Some British politicians who advocated a Brexit have suggested Britain could have full EU market access, including for the vital financial sector, while limiting the number of EU nationals who enter the country. The EU's single market seeks to guarantee the free movement of goods, capital, services, and people between the EU's 28 member states.
Britain and the EU will not start negotiations on their future relations before London had officially filed the application to leave the bloc, Schaeuble told a news conference.
"But one thing is clear: membership of the internal market means that one has to accept the basic freedoms in Europe," he added. "And this had to be painfully learned in Switzerland after a referendum (on limiting free movement of people) ... That's how it is," he said when asked by Reuters if there was any scope for a compromise that would give Britain access to the internal market while allowing curbs on the movement of people.
Switzerland is not an EU member, but home to more than a million EU citizens. In 2014, Switzerland voted to impose quotas on migration, potentially ripping up a bilateral deal with the EU on free movement of people.
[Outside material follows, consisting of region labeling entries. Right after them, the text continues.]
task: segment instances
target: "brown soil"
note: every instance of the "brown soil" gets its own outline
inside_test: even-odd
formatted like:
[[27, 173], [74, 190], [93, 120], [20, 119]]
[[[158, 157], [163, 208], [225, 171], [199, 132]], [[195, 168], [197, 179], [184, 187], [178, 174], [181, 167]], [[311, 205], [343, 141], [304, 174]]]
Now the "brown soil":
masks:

It could trigger a "guillotine clause" cancelling six other bilateral agreements, including on air transport, road, rail and agriculture.
The Swiss government sees few ways out and, in what could be a warning to Britain, may have no choice but to ask voters to reconsider.
Britain has not yet activated the Article 50 clause in the European treaty that triggers the process for its departure from the bloc, and Mr Schaeuble said it could not be compelled to do so: "Nobody can force Britain to submit this application," he said.
Mr Schaeuble said fluctuations in the British pound, which tumbled to a new 31-year low on Wednesday, could be discussed at a meeting of finance ministers and central bank chiefs from the G20 leading economies in China later this month.
But he added: "I think at the G20 meeting in China the Brexit issue will come up more under the topic of geopolitical risks."